Dengan demikian terdapat keragaman individu yang besar setidaknya
pada keempat pancaindra. Ini berarti organ penerima penglihatan,
penciuman, pengecapan dan rasa-sakit Anda benar-benar berbeda dengan
yang dimiliki orang lain. Paul Breslin menegaskan tabiat mendasar dari
penemuan-penemuan ini: “Jika Anda menganggap bahwa hampir setiap hal
yang kita kenali sejak lahir bergantung pada sistem indrawi kita, maka
perbedan-perbedaan indrawi individu kitalah yang jauh lebih menarik.”
Dengan kata lain, “hidup kita keseluruhannya merupakan hasil persepsi
(pengindraan) kita.”
Ini berarti seseorang berhadapan dengan kebenaran hidup yang terpenting.

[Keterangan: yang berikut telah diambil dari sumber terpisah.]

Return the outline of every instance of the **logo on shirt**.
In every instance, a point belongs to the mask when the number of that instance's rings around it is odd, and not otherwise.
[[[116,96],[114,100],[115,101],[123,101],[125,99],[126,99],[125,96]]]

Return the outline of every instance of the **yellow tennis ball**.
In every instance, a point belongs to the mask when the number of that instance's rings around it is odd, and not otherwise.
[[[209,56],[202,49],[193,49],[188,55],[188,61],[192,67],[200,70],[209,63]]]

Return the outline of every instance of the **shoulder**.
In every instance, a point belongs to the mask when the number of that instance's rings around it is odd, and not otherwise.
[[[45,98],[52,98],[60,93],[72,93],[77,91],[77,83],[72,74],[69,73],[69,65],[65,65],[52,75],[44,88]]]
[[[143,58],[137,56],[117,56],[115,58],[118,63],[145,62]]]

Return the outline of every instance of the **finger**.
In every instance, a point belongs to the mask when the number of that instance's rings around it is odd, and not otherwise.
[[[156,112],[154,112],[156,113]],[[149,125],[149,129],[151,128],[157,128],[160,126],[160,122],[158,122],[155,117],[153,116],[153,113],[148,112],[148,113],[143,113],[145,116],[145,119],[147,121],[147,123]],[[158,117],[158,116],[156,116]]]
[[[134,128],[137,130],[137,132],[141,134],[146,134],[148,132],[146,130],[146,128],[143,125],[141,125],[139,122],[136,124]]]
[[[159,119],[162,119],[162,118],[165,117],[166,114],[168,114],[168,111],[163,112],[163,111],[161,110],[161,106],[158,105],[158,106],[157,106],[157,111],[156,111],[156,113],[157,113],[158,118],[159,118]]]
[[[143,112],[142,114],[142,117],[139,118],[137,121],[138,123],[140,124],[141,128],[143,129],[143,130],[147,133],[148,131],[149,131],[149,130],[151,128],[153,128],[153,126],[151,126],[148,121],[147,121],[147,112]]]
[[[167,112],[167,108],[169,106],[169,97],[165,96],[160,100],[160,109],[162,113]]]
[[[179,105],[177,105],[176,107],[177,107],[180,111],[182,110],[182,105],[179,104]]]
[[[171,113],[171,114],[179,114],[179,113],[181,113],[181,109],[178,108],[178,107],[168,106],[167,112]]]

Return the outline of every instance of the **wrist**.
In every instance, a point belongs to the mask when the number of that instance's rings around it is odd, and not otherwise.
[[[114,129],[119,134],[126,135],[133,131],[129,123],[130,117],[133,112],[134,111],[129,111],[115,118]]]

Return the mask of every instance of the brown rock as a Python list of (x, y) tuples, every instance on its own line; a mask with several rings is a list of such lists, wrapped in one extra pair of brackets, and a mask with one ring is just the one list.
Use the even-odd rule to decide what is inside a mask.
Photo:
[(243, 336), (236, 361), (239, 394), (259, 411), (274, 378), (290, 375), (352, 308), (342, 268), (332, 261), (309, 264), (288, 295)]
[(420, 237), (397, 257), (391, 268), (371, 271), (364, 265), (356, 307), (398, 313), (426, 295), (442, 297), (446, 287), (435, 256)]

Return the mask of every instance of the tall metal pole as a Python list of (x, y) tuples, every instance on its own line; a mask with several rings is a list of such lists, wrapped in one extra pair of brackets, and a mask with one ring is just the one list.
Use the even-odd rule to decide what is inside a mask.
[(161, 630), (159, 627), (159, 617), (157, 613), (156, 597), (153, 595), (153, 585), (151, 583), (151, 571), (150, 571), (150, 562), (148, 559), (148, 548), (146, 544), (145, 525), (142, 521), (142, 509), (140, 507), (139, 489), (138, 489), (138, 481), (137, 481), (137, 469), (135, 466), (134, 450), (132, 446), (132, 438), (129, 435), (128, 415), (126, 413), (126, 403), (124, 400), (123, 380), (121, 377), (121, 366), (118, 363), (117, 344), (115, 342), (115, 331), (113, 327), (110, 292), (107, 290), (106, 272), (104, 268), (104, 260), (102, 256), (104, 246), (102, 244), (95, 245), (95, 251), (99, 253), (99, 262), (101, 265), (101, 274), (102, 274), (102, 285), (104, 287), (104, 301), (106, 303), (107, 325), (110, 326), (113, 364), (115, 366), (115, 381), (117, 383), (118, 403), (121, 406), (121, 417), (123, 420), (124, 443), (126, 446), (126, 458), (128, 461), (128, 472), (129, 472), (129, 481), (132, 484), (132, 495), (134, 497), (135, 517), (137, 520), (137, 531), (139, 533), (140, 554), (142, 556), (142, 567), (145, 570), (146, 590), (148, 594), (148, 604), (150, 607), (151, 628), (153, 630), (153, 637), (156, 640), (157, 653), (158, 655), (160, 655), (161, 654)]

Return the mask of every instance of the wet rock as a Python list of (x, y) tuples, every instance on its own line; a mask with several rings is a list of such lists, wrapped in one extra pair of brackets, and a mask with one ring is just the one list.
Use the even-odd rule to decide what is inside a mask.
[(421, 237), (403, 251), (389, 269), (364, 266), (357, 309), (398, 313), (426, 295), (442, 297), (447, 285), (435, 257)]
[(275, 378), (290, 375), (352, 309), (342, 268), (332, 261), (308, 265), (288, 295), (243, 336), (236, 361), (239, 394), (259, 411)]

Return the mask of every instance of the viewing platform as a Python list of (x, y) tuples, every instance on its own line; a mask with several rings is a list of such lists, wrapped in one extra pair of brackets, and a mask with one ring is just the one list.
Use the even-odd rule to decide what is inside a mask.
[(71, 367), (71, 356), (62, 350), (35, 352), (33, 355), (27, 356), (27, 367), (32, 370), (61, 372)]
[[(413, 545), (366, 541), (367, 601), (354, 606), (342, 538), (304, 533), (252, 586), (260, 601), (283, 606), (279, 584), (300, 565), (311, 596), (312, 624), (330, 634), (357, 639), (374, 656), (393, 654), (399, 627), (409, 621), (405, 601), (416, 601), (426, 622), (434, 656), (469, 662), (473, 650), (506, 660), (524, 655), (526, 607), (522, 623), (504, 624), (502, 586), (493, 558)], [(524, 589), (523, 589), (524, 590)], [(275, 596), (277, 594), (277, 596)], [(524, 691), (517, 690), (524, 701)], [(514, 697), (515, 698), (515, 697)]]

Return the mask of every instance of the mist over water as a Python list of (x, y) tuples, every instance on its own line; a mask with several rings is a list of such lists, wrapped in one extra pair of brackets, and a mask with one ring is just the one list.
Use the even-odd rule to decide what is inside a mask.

Akan tetapi bagaimana seluk beluk yang sedemikian luar biasa rumit,
saling terkait dan rinci dari kehidupan dapat tetap berlangsung dengan
cara yang sedemikian nyata dan tanpa terputus di dalam sebuah dunia yang
di dalamnya materi hanya ada sebagai sebuah persepsi (hasil
pengindraan)? Milik siapakah seluruh informasi ini, dan siapakah
Pencipta dari semua peristiwa dan Penguasa segala sesuatu?
Siapa pun yang dengan tulus memikirkan pertanyaan-pertanyaan ini
akan pasti melihat kebenaran. Allah telah menciptakan manusia beserta
seluruh kemampuan indrawi (persepsi) mereka, dengan kata lain takdir
mereka, dan Allah adalah Penguasa kehidupan mereka di setiap waktu. Dia
mengetahui apa yang terjadi setiap saat.
Dua peristiwa yang disebutkan Allah dalam Al Qur'an mungkin
menunjukkan bahwa perbedaan-perbedaan indrawi tidaklah terbatas pada
perbedaan-perbedaan kecil dalam mengenali warna atau rasa sakit. Yang
pertama dari peristiwa ini merujuk pada Nabi Ibrahim AS yang merasakan
api sebagai dingin. Allah yang Mahakuasa mengeluarkan perintah “Hai api menjadi dinginlah, dan menjadi keselamatanlah bagi Ibrahim!” (QS. Al Anbiyaa', 21:69), dan dengan kehendak-Nya Nabi Ibrahim tidak merasakan sedikit pun sifat membakar dari api.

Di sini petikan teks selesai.